Pubdate: Tue, 13 Mar 2018
Source: Hartford Courant (CT)
Copyright: 2018 The Hartford Courant
Contact: http://drugsense.org/url/IpIfHam4
Website: http://www.courant.com/
Details: http://www.mapinc.org/media/183
Author: Matthew Ormseth

LEGISLATIVE COMMITTEE WILL CONSIDER BILL LEGALIZING MARIJUANA THURSDAY

The idea's been floated before, but recreational marijuana's backers
have so far been unable to convince the Land of Steady Habits to
legalize a new one.

The legislature's General Law Committee will weigh a new bill
legalizing the retail sale of marijuana at a public hearing. The
hearing, originally scheduled for Tuesday, was postponed until
Thursday because of the snowstorm.

The bill, No. 5458, would allow people 21 or older to purchase up to
an ounce of marijuana from a retailer or "marijuana lounge," where
customers would smoke or consume their purchase on-site. Anyone 21 or
older would also be allowed to grow up to six plants for personal use.

In the past, legislative leaders and Gov. Dannel P. Malloy have
opposed proposals to legalize marijuana in Connecticut, despite other
New England states legalizing its recreational use. When he presented
his budget this year, Malloy listed legalizing and taxing the sale of
marijuana as an "option" if legislators opposed his proposals for
raising new revenue.

House Speaker Joe Aresimowicz called legalizing marijuana "one of
those tough crossover issues that brings both a social and economic
aspect with it," but said that, given a growing segment of the state
supports its legal use, it's one the legislature should address.

"With a number of states in the region having either already approved
legalization and regulation, or are trending this way, it's clearly
something that deserves to be looked at," Aresimowicz, a Democrat,
said. "There is also a growing momentum here based on Connecticut's
highly successful medical marijuana program and decriminalization
policy that has been in place for a few years now."

In submitted testimony, West Haven resident Christopher Brown asked
lawmakers to "please be on the right side of history and do what's
right for our state."

"No one should lose their job, their family or their life over
cannabis," Brown wrote to the committee. "It's wrong that we continue
to lock away good people over a harmless plant."

The bill calls for lawmakers to create a Marijuana Control Commission
that licenses and oversees a new range of marijuana facilities,
including retail stores, marijuana lounges and cultivation centers.
All facilities would be subject to Department of Consumer Protection
oversight, including regular inspections and spot checks. Any facility
that grows, handles or sells marijuana would have to install alarms
and video systems and maintain a physical security presence.
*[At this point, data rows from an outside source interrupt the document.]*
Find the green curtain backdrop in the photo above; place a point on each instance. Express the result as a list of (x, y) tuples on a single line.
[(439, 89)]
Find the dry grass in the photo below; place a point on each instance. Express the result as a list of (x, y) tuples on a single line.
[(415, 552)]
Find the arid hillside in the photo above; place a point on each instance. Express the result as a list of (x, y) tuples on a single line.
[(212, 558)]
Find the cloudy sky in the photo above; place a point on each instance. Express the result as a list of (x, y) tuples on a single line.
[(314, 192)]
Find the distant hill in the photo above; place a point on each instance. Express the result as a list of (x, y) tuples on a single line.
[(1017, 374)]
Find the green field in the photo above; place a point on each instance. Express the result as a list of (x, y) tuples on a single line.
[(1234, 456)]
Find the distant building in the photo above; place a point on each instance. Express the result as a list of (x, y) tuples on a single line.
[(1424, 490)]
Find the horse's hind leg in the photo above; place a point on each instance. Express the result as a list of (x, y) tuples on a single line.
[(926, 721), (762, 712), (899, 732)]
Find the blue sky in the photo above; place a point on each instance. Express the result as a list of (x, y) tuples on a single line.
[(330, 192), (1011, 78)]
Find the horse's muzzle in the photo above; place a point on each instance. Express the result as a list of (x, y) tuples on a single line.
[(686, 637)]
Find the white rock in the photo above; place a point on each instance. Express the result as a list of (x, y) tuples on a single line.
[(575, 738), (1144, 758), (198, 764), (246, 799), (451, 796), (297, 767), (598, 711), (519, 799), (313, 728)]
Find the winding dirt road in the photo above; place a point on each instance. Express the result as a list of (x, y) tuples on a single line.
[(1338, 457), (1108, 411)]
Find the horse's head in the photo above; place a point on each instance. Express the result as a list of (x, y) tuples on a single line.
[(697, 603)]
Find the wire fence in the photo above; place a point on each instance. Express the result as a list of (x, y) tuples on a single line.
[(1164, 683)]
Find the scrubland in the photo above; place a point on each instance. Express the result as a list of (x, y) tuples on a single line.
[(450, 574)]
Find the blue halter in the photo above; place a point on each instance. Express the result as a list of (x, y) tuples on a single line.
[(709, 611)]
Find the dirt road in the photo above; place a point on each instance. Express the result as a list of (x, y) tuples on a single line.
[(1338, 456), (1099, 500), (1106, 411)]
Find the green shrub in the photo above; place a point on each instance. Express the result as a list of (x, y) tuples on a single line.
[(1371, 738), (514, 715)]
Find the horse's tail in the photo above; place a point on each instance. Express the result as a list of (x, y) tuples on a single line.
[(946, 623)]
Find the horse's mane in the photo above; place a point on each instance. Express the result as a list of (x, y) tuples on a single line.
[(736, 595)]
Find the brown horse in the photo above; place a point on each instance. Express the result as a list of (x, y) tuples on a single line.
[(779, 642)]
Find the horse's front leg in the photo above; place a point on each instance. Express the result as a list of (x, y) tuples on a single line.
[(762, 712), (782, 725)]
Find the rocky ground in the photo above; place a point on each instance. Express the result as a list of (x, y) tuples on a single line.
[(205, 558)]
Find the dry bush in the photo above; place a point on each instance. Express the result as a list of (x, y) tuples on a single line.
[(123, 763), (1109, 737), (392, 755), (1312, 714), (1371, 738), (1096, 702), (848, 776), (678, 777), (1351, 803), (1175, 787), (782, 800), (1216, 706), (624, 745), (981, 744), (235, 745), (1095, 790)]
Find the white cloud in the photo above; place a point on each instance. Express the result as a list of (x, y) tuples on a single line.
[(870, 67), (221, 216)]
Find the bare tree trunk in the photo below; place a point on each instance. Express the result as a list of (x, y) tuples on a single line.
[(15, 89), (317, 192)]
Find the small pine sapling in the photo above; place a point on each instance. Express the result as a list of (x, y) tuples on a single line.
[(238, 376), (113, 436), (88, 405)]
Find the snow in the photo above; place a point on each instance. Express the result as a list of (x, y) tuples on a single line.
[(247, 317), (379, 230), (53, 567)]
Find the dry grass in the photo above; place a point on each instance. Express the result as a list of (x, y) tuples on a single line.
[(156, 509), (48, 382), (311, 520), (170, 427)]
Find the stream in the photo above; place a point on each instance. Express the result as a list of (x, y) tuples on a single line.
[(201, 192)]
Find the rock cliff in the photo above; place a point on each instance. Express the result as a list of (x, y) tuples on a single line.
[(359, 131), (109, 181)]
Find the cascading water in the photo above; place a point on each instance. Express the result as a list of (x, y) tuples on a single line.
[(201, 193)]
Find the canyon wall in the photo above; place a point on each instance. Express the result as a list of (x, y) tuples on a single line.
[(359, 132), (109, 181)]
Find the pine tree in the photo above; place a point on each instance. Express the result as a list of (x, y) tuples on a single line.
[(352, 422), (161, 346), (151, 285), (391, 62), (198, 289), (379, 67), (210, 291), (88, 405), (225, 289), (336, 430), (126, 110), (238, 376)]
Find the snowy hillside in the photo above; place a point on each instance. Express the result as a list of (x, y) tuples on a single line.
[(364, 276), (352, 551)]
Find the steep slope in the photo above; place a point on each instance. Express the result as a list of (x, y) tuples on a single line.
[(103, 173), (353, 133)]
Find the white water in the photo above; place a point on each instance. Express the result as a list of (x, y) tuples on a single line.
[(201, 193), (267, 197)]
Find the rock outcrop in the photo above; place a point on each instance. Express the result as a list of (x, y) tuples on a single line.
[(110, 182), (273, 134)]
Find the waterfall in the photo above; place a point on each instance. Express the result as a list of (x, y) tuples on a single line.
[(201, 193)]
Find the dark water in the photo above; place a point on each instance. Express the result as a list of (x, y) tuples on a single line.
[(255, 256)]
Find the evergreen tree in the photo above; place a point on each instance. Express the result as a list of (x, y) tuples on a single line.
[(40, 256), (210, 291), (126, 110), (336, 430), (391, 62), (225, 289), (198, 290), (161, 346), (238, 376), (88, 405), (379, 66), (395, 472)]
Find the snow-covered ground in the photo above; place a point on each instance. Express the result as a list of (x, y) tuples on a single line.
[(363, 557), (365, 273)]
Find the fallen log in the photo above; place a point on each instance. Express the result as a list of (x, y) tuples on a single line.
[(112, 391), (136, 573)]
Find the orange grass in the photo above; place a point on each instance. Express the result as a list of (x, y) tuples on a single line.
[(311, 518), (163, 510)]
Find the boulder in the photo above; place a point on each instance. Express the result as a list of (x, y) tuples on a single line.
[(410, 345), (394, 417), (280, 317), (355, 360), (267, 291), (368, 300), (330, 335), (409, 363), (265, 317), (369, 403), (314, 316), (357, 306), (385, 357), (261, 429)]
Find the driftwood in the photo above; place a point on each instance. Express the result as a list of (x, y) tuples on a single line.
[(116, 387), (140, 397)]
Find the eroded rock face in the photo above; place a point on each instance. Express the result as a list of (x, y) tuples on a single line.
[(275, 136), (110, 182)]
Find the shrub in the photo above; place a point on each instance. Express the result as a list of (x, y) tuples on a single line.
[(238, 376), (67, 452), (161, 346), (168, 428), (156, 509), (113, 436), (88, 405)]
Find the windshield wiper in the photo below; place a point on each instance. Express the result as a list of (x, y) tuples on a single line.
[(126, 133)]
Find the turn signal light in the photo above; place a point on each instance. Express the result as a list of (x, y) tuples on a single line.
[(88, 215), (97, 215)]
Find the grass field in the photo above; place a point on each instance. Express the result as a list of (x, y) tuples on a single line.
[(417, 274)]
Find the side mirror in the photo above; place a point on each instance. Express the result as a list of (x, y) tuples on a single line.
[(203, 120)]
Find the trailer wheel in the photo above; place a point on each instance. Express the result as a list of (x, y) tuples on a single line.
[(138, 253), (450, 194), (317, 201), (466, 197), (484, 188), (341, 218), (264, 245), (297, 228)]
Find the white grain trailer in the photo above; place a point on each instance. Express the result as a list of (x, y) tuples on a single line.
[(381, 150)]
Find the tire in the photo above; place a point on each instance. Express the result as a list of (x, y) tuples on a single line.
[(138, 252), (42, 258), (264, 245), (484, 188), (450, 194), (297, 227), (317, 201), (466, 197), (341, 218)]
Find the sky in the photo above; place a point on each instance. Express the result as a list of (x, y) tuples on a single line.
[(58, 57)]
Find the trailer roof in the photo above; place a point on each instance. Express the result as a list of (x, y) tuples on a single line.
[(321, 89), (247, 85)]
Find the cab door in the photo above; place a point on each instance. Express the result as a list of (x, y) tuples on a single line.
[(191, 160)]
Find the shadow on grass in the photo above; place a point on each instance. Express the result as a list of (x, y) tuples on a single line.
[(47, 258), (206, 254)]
Kebra Smith-Bolden, a registered nurse who founded CannaHealth, a New
Haven center that conducts medical marijuana evaluations, called the
proposed lounges "a beautiful thing."

"When you legalize and you don't offer options for people to consume,
it's not responsible," she said. "We want people to be responsible,
and not smoke in the street or around children."

The bill would allow towns and municipalities to bar any marijuana
establishment from their limits, either through an ordinance or a
simple town meeting. Marijuana transactions carried out by anyone not
employed by a marijuana retailer or lounge would be illegal.

Ronnie Kronen, who described himself in submitted testimony as a
cancer survivor and medical marijuana patient, criticized the riches
he said dealers and medical dispensaries are reaping from the state's
prohibition on pot.

"This weed costs pennies to grow and we should be allowed to grow it,"
he wrote.

Critics of recreational marijuana have said legalizing cannabis for
people 21 and older has increased its consumption among those too
young to legally smoke it. The bill contains provisions to use some of
the facilities' licensing and regulatory fees to fund educational
programs in schools, and prohibits mass-market advertising campaigns
"that have a high likelihood of reaching children."

Recreational marijuana's opponents were unconvinced.

"I just don't see how making drugs more available to people is going
to help our country's addiction problem," said Bo Huhn, a Guilford
resident and member of two groups opposed to legalizing recreational
marijuana. "It's clear from other states that legalizing marijuana
leads to more drug use, and more drug use among kids."

Huhn said his own family was devastated when his daughter developed a
crack addiction in 10th grade. "Look -- people who say marijuana has
nothing to do with moving on to heroin or hard drugs are wrong," he
said. "They're always going to start with alcohol in the basement, or
marijuana in the woods. I wouldn't feel so strongly about this if it
wasn't for the kids, and the legislature needs to ask: Is more kids
heading down that path something they want?"